Im Windschatten des Rennrads

Ganz oder gar nicht – mit diesem Ansatz sollen Händler sich den sportlichsten Modellen nähern. Allerdings gibt es dank Custom-Ansätzen auch Chancen für klassische Allrounder.

Richard Daempfle ist ein erfolgreicher Autohändler. Sein Geschäft mit Mazdas läuft gut, seit Jahren gehört er deutschlandweit zu den Top-fünf-Vertragshändlern der japanischen Marke. Doch in seinem Stammhaus in Meckenbeuren nahe Friedrichshafen haben Pkw jetzt keinen Platz mehr. Schon seit 2007 betreibt Daempfle hier unweit des Bodensees in einem Teil seines Gewerbebaus das Geschäft mit Fahrrädern. Mit dem Markennamen »saikls« hat er sich in der Region einen Namen gemacht. Im Fahrrad-Business sieht Daempfle die Zukunft seines Unternehmens. »Gerade das Rennrad wird hier ein wichtiges Standbein für uns sein«, sagt der schwäbische Unternehmer. Im April hat er die Fläche für dieses Angebot deutlich erweitert. Pünktlich zum 50-jährigen Firmenjubiläum werden die Weichen für die Zukunft neu gestellt und die Autos in einem neuen Gebäude in Ravensburg untergebracht. Insbesondere Rennräder sollen im Stammhaus in Meckenbeuren dafür sorgen, dass er und seine Nachfolger langfristig gesunde Margen erzielen.
Der Rennradmarkt ist faktenmäßig nebulös, sein aktueller Zustand nicht leicht zu fassen. Versucht man, den klassischen Straßenrad-Anteil am Markt genau einzugrenzen, gibt es viele Fragezeichen. Beim Zweirad-Industrie-Verband (ZIV) in Berlin sieht man sich auf Anfrage nicht in der Lage, die Anteile der Renner im Radmarkt genau einzuschätzen. Grundlage für Aussagen sind die ZIV-eigenen Marktdaten, die jüngst für 2023 vorgestellt wurden. Dort konnte man einen Trend feststellen: Der Anteil sportlicher Räder ist 2023 von 11 Prozent im Vorjahr auf 14 Prozent gestiegen, der Anteil der Renn-, Gravel- und Fitnessräder wuchs um 2 Prozentpunkte auf 9 Prozent. Insgesamt zählt der ZIV 178.300 abgesetzte Renn- und Gravel-Räder, davon 21.000 mit E-Motor. Wie das Verhältnis klassischer Straßenrenner zu Gravel in diesem Geschäft ist, erfährt man aus Berlin jedoch nicht.

Überraschender Aufschwung

Das ist durchaus bemerkenswert. Denn Rennräder sind ein Leuchtstern der Radbranche, eine Orientierungsmarke, die seit dem Ende des 19. Jahrhunderts die technischen Fantasien, das Marketing und die Kundenwünsche befeuert. Andererseits galt das klassische Rennrad noch vor einigen Jahren im Handel als Auslaufmodell, als viel zu kleiner, hoch aufwendiger Nebenzweig.
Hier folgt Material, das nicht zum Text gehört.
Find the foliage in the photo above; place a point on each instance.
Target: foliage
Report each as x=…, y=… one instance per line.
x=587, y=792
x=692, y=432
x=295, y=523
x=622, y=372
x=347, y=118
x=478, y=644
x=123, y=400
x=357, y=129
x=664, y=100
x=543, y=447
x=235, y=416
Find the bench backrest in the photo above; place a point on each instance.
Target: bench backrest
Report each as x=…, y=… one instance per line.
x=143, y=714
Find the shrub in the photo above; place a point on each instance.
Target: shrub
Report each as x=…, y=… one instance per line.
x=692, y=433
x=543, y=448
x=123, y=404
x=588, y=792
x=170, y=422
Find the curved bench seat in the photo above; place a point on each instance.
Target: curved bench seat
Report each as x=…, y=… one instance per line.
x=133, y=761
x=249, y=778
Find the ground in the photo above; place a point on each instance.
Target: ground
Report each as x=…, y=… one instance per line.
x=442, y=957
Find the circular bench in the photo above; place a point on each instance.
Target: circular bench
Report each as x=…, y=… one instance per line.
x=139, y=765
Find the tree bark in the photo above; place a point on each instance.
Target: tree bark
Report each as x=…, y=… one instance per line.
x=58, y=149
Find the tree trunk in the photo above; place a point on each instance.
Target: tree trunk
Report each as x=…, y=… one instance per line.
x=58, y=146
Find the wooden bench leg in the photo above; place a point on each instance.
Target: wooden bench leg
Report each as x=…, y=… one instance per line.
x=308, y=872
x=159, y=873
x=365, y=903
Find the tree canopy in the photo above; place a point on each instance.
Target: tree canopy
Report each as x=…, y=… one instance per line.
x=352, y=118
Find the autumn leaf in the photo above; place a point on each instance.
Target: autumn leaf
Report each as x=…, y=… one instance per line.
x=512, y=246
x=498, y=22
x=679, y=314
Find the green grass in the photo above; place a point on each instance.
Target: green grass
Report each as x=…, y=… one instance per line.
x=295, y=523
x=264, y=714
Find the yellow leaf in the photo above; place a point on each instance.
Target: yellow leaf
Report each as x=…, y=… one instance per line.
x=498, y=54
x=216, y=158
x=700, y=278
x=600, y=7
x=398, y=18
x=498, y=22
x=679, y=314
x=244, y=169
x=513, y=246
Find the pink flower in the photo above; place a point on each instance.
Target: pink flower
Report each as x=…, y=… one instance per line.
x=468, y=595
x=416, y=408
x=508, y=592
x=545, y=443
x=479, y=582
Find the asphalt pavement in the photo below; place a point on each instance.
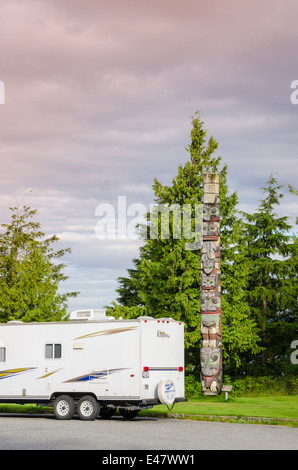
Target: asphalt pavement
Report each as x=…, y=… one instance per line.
x=44, y=432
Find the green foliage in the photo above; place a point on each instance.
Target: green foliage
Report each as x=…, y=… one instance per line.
x=29, y=271
x=272, y=288
x=248, y=386
x=166, y=278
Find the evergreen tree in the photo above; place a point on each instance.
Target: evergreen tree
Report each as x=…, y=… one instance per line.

Wer sich dem Rennrad verschrieben hat, tut dies mit Haut und Haaren.
Das gilt auch für die Händler in diesem Segment, hier Saikls in Meckenbeuren.
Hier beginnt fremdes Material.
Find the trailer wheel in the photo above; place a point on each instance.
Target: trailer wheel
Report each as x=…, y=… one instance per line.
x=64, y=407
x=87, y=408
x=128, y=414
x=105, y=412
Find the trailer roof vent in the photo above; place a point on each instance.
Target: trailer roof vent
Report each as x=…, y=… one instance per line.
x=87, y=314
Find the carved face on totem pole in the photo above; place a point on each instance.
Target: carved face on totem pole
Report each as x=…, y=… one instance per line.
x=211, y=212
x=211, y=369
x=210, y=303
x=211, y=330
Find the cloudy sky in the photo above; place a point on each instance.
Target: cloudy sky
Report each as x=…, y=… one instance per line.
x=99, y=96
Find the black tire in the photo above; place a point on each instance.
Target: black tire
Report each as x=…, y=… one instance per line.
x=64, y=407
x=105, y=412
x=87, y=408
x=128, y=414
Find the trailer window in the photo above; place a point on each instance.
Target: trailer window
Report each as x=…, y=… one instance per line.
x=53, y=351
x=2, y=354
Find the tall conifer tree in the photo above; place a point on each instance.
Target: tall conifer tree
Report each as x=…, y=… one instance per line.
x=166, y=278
Es gibt jedoch einen Weg, die Rennradmarktlage mit qualitativ wertvollen Daten einzuschätzen. Mit dem Aufstieg des Bike-Leasings hat sich auch die Käuferschicht für Rennräder entwickelt. Dieses Geschäftsmodell, das den Absatz hochwertiger Räder fördert, wird bei einer zunehmend großen Zahl Kunden und Kundinnen auch zum Treiber von Rennradkäufen. Beim Branchenprimus Jobrad in Freiburg kann man diesen Trend auf velobiz.de-Anfrage klar belegen: Der Anteil der Kategorie »Race« an den Leasing-Rädern wuchs zwischen 2019 und dem ersten Quartal 2024 von 1,7 Prozent auf 14,3 Prozent. Man könnte leicht vermuten, dass dieser Anteil ganz besonders mit dem Boom des Gravelbikes zusammenhängt, und das stimmt auch. Zugleich expandiert aber der Anteil der Rennräder an den Jobrädern jährlich. Seit 2022 gibt es in Freiburg dazu genauere Statistiken. Von 3,7 Prozent ist dieser Wert innerhalb von weniger als zwei Jahren auf 5,8 Prozent gewachsen – was einem Segmentwachstum von über 60 Prozent entspräche. Rennräder sind also ein Nischenprodukt, aber eines mit gehörigem Aufschwung. Noch dazu steigt der Durchschnittswert bei den über Jobrad vermittelten Rennern. Lag er 2019 noch knapp unter 3000 Euro, so ist er inzwischen bei etwas mehr als 3500 Euro angelangt – und damit sind die geleasten Straßenrenner pro Transaktion beinahe 500 Euro teurer im Bruttopreis als die vergleichbaren Gravelbikes.
Ruft man indes bei Tobias Hempelmann an, dem Stellvertretenden Vorsitzenden des Verbands des Deutschen Zweiradhandels, dann sieht die Sache wieder komplizierter aus. Hempelmann, selbst Allround-Händler aus Ostwestfalen, sagt: »Das Rennrad ist für viele Händler ein schwieriges Produkt, weil der Markt sowohl von großen Versendern als auch von preisaggressiven Ketten beherrscht wird.« Die Dynamik des Marktes spiegelt sich bei ihm nicht in Euphorie wider. »Auch wenn die Produkte hochpreisig sind, sind die Kunden sehr preissensibel. Das ist durch den Einfluss der Versender ebenso wie durch große Ketten mit großen Marken im Hintergrund gepflegt worden – und das macht diese Produktkategorie für viele Händler so schwierig, weil sie hier im Wettbewerb kaum punkten können. Es geht dann eher über Exklusivität«, sagt Hempelmann.
Bei Jobrad weiß man natürlich genau, welchen Anteil welcher Hersteller am Rennrad-Leasing hat. Aber aus Neutralitätsgründen beantwortet die Pressestelle die Frage nicht prozentgenau. Die Top-Marken im Rennrad-Segment nennt sie indes schon, und wenig überraschend sind mit Rose und Canyon die beiden großen Versender darunter, ebenso der Herstellergigant Cube.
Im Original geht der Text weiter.